I’ll go two steps farther. Broustra denies gender identity, via calling for the explicit exclusion of trans* women in “women-only” spaces; she shows a familiarity with TERF culture, through her Xeroxing of their ideas and arguments; and as a bonus, she is actively working to exclude trans* women, because she is campaigning for her point of view in a public forum. In my books, that makes her a TERF.

That first? I’ll post it over on Shiv’s piece as a comment, when I get a chance. So go read and bookmark her post!

When Winning Becomes Everything

Before getting to the point, though, do you mind if I be a little petty? Emphasis mine:

I was asked about my observations on technical details buried in the State Department’s release of Secretary Clinton’s emails (such as noting a hack attempt in 2011, or how Clinton’s emails might have been intercepted by Russia due to lack of encryption). I was also asked about aspects of the DNC hack, such as why I thought the “Guccifer 2” persona really was in all likelihood operated by the Russian government, and how it wasn’t necessary to rely on CrowdStrike’s attribution as blind faith; noting that I had come to the same conclusion independently based on entirely public evidence, having been initially doubtful of CrowdStrike’s conclusions.

MMmmmm.

But on to the main point: the day after Thursday’s revelation that “a GOP operative who presented himself as working with Mike Flynn, … actively solicited Clinton emails from hackers he believed to be Russian and assumed to be affiliated with the Russian government,” one of the anonymous sources became nonymous. Meet Matt Tait, a British cybersecurity researcher who’s covered that angle of American politics. Said GOP operative, Peter Smith, approached him to validate the batch of emails that were claimed to be from Hilary Clinton’s private email server.

In my conversations with Smith and his colleague, I tried to stress this point: if this dark web contact is a front for the Russian government, you really don’t want to play this game. But they were not discouraged. They appeared to be convinced of the need to obtain Clinton’s private emails and make them public, and they had a reckless lack of interest in whether the emails came from a Russian cut-out. Indeed, they made it quite clear to me that it made no difference to them who hacked the emails or why they did so, only that the emails be found and made public before the election.

Ignore the whole attribution angle of the DNC hack. Instead, let’s focus on the actions of the Republicans. They had access to illegally-obtained dirt on a rival party, and didn’t care that this dirt was illegal. All that mattered to them was winning.

This isn’t a one-off, either; yesterday I pointed to an old story about another GOP operative, Aaron Nevins, who struck a deal with “Guccifer 2.0” to use the material they gathered from local DNC chapters in local races. That material wound up being used in attack ads, and may have swayed voters.
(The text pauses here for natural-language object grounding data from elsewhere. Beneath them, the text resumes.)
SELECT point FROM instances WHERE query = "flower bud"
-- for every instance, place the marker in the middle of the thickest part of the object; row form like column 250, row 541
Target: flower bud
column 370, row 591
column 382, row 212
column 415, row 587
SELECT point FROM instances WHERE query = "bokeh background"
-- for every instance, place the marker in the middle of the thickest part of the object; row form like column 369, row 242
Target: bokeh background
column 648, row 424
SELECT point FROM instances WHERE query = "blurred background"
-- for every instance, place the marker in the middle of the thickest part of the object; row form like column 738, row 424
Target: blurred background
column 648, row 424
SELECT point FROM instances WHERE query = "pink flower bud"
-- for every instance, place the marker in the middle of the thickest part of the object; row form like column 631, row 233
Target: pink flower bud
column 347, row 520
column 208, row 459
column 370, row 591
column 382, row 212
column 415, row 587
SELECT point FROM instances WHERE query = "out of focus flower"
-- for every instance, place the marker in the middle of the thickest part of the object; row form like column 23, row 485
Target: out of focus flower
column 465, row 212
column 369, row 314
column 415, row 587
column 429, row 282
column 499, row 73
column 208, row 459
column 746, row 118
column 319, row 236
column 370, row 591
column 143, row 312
But there was also a recent report which showed that Republicans had extensively gerrymandered electoral districts, guaranteeing themselves safer seats and a greater odds of winning. This lines up with prior reports. Republicans are also notorious for voter suppression, to the point that they openly brag about it and waste taxpayer funds to do it. Voter disenfranchisement? Also a Republican tactic.
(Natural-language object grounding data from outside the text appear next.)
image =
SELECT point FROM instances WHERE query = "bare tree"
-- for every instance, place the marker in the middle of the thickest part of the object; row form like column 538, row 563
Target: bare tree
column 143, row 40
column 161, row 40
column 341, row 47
This is a party devoted primarily to winning. Their policies and values are secondary, leading to an unending stream of hypocrisy. This explains a lot about why they have so much difficulty governing, the Republicans lack a unified vision to guide policy and rally everyone around. This makes it easy for outside groups to sway Republicans to their side, to the point that they even rely on them to draft some legislation.

This is poisonous for democracy. It must be opposed, no matter your political leanings.